Abstract

T HE measurement of firm size plays a crucial role in applied microeconomics and industrial organization. Firm size has figured prominently in numerous studies of economies of scale in production, advertising, capital market, and cash balances, and in studies of concentration, diversification, profitability, regulation, technological change, and research and development. Even when firm size was not their main concern, many studies often found that size emerged as a robust empirical variable.' All these studies have based their findings on different alternative measures of firm size, often implying that great care in choosing between them is unnecessary since the measures are highly intercorrelated. In a note in this REVIEW, Smyth et al. (hereafter SBP) were the first to recognize that alternative measures of firm size are not interchangeable unless stricter conditions than correlation are met.
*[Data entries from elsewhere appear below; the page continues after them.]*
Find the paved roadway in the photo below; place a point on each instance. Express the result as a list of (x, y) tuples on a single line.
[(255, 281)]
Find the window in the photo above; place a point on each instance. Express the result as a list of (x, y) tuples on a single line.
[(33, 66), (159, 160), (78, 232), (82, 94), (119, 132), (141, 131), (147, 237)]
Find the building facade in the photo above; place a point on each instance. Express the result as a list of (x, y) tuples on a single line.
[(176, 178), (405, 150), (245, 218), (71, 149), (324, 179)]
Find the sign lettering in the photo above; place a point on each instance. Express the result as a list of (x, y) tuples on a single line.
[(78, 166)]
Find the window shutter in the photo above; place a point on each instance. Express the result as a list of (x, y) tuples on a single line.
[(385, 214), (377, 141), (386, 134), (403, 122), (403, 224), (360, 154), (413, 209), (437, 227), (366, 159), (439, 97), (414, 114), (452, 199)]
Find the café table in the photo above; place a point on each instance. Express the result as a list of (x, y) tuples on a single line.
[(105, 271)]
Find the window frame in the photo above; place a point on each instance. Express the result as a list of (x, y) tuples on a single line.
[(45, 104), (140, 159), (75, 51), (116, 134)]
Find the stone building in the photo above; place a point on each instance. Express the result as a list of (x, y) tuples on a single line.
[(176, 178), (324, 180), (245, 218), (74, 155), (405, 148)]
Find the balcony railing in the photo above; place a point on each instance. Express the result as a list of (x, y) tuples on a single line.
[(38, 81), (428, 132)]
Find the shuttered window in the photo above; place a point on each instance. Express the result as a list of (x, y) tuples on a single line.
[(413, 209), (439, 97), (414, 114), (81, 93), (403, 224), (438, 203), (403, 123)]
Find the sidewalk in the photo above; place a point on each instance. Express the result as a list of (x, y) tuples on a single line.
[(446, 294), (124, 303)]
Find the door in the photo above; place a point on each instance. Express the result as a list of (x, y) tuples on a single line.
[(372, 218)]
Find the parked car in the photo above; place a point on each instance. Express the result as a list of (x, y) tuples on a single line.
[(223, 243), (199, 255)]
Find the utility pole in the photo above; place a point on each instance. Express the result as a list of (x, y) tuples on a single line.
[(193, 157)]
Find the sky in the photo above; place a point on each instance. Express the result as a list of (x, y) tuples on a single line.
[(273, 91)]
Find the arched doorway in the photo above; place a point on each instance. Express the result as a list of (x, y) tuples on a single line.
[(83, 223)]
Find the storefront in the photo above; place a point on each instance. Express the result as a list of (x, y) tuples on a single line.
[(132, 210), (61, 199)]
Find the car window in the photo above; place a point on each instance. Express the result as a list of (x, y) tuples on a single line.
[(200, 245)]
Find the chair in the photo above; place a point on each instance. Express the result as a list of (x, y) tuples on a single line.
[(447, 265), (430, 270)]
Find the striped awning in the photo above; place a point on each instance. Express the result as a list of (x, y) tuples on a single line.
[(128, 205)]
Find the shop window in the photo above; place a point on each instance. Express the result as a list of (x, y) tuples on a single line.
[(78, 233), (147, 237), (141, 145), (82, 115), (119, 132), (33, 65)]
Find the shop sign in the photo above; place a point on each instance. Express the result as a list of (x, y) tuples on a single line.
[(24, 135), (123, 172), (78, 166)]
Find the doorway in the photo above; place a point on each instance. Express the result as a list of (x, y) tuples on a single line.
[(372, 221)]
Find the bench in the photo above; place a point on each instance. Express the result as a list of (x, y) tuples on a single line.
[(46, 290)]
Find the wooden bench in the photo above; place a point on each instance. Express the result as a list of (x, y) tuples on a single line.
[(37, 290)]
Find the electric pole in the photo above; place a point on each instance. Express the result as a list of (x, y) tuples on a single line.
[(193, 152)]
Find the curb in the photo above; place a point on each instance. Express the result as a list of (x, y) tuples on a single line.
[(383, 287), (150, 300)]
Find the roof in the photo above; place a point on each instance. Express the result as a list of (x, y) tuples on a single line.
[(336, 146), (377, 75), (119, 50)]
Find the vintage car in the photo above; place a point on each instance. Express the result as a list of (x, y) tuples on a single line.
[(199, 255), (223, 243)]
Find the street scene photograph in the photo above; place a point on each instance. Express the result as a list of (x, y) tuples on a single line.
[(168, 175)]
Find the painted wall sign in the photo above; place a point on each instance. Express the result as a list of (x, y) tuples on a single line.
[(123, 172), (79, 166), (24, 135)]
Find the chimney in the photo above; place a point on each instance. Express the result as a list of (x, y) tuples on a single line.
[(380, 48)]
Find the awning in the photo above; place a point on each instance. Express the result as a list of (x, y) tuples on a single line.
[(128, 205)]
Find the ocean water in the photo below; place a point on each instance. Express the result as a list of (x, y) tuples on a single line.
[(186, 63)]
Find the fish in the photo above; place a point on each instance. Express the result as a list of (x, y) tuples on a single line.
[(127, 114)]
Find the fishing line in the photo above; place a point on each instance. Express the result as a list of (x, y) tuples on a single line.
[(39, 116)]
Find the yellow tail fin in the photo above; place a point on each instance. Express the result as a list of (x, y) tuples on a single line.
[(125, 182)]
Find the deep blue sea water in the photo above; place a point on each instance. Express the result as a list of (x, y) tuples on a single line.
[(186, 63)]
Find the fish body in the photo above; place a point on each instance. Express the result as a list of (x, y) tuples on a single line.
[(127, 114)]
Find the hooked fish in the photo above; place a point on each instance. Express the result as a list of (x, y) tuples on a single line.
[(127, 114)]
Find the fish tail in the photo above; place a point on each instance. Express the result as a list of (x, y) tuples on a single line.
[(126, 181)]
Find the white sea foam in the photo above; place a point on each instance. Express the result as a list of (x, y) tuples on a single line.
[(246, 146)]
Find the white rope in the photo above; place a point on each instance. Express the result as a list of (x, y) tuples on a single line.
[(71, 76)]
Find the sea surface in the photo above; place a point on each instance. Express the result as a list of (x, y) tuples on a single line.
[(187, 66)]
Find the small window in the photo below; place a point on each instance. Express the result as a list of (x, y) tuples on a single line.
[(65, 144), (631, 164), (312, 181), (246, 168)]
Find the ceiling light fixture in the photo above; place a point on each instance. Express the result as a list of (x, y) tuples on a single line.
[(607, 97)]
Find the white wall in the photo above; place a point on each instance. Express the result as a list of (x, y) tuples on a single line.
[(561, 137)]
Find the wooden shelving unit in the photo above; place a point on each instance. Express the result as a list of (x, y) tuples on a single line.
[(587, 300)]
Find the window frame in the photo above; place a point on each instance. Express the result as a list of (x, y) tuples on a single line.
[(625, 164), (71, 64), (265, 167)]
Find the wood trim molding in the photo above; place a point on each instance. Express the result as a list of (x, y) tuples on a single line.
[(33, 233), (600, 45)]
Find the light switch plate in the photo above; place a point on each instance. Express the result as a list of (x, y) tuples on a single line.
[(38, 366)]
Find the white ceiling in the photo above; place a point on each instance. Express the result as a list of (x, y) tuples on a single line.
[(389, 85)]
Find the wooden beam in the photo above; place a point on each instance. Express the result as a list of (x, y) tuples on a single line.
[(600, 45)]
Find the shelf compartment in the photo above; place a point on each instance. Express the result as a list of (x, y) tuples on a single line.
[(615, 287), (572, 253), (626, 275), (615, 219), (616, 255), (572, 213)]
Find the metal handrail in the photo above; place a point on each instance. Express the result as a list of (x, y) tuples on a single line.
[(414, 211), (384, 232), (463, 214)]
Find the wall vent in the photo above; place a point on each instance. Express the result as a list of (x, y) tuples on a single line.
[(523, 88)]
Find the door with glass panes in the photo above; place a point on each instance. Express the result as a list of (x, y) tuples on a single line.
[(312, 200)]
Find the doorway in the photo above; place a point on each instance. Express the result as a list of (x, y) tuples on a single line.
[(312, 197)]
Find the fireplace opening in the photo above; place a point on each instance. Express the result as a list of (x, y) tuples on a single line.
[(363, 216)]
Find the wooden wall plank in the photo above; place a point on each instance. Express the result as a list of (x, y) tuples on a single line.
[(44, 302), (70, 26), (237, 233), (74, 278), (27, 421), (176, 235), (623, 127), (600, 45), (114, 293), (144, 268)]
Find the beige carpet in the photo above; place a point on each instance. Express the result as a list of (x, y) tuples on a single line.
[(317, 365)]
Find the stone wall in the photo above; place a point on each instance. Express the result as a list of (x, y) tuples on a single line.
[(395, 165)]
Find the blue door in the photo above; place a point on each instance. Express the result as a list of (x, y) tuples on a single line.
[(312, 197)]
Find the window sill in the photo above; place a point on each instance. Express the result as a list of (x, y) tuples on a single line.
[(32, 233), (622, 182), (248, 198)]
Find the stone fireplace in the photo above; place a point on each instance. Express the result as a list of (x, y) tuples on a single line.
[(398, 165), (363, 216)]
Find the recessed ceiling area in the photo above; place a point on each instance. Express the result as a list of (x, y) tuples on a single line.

They have further shown that empirical findings regarding economies of scale are not invariant with the size measure chosen, and that often different conclusions can be reached depending on the particular size measure used. The purpose of this paper is threefold: (I) to offer a general stochastic model that rigorously spells out the conditions for interchangeability among alternative measures of firm size, and of which SBP's deterministic model is a special case; (2) to conduct a statistical test of the interchangeability conditionis using a larger number of size measures, and a far larger sample than the one employed in SBP's empirical test; and (3) to empirically analyze the statistical properties of the most commonly used measures in order to help future investigators in selecting appropriate size measures suitable for their purposes. Section I reviews SBP's work, section II discusses the measurement problem, section III presents our theoretical model, and section IV concludes with some empirical evidence.